Maple Grove diving coach Stacey Benjamin calls senior Lexi Tenenbaum "my little freak of nature" for Tenenbaum's mastery of difficult dives.
But Tenenbaum struggled with some of those dives during last week's Class 2A meet at the University of Minnesota Aquatic Center, chipping away at her typical high scores and allowing the competition to draw uncomfortably closer.
Facing a make-or-break final dive, Tenenbaum chose familiarity over flash. Tenenbaum went with a back 1 1/2 somersaults, 1 1/2 twists. Her score clinched the 1-meter diving title with 448.35 points. She finished seventh as a sophomore and fourth last season.
"It was kind of nail-biting coming down to that last dive," Benjamin said. "But she pulled through under pressure."
The victory capped an undefeated season during which Tenenbaum reset pool records by a diver at Anoka, Elk River, Minnetonka and at the True Team, Northwest Suburban Conference and Section 7 meets.
Tenenbuam, who committed to dive for Minnesota, spoke with Star Tribune reporter David La Vaque about quitting gymnastics to focus and diving and capturing the state title.
Q Talk about your decision to leave gymnastics after last season to focus on diving.

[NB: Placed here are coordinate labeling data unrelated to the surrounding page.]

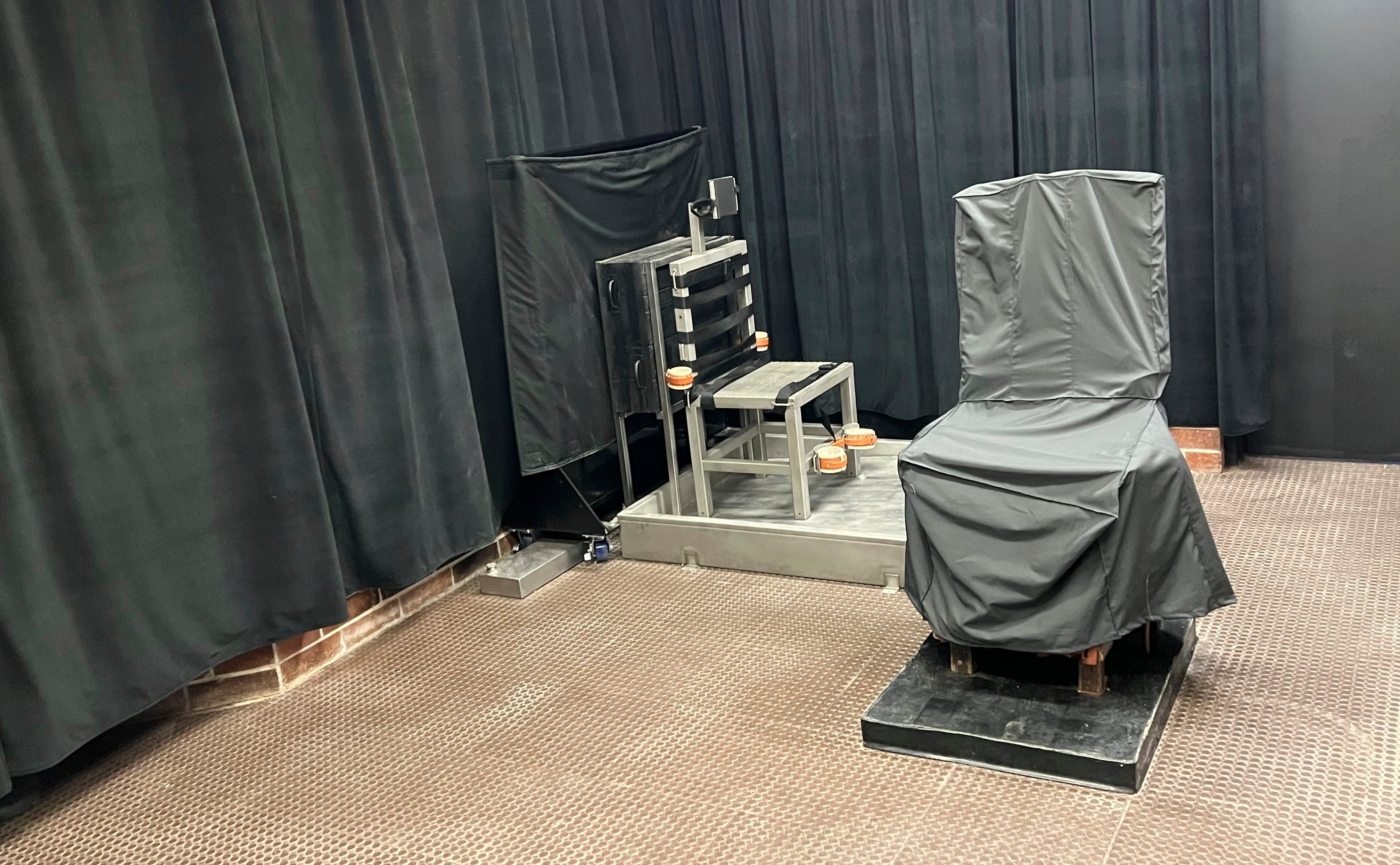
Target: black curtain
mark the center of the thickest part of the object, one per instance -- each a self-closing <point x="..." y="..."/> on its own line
<point x="231" y="387"/>
<point x="248" y="289"/>
<point x="855" y="124"/>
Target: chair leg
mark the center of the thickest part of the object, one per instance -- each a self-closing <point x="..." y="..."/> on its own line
<point x="1091" y="671"/>
<point x="960" y="660"/>
<point x="797" y="464"/>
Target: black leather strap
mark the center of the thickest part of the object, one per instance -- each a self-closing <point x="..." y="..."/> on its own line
<point x="786" y="394"/>
<point x="710" y="296"/>
<point x="701" y="275"/>
<point x="709" y="329"/>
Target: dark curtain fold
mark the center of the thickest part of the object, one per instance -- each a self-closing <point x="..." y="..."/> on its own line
<point x="856" y="122"/>
<point x="231" y="384"/>
<point x="334" y="147"/>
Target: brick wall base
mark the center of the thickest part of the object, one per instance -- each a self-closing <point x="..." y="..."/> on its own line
<point x="1203" y="448"/>
<point x="271" y="670"/>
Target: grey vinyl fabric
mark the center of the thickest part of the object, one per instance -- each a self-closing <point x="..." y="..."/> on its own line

A I was a competitive gymnast most of my life. But I started to like diving more than gymnastics. Plus, it was way less hard on my body. So I joined a diving club. I knew right away I made the right decision. I was happy to focus on diving and I had more time on my hands.
Q Which club did you join?
A It is the Minnesota Diving Academy. The coach is Wenbo Chen, who coaches at the University of Minnesota. We practiced at the U.
Q Were you more comfortable at the state meet because of all the time you spent at the Aquatic Center?
A Yeah, diving with the club gave me a lot more experience and confidence. I was used to the pool. Diving there every day this summer got me prepared for state.
Q You led after all three rounds at the state meet but coach Benjamin said it was not really a comfortable victory.
A Yeah, I started the preliminaries all right. Nothing terrible. Nothing amazing. In the finals, I did dives that I know are consistent but I didn't do them as well as I could. I was quite nervous during the finals, actually. I think it was hitting me that this was my last chance.
Q And then it came down to your final dive. What do you remember thinking?
A I saw on the scoreboard that I needed a certain amount of points. I knew that if I did dive well enough that I would win.
Q Coach Benjamin said you do dives some men won't do, dives with some of the highest degrees of difficulty in the nation. Where along the way did you develop this fearless approach?
A Being in gymnastics definitely helped. It gave me a lot of confidence that was helpful when I switched over to diving fulltime. You have to be mentally strong in both sports.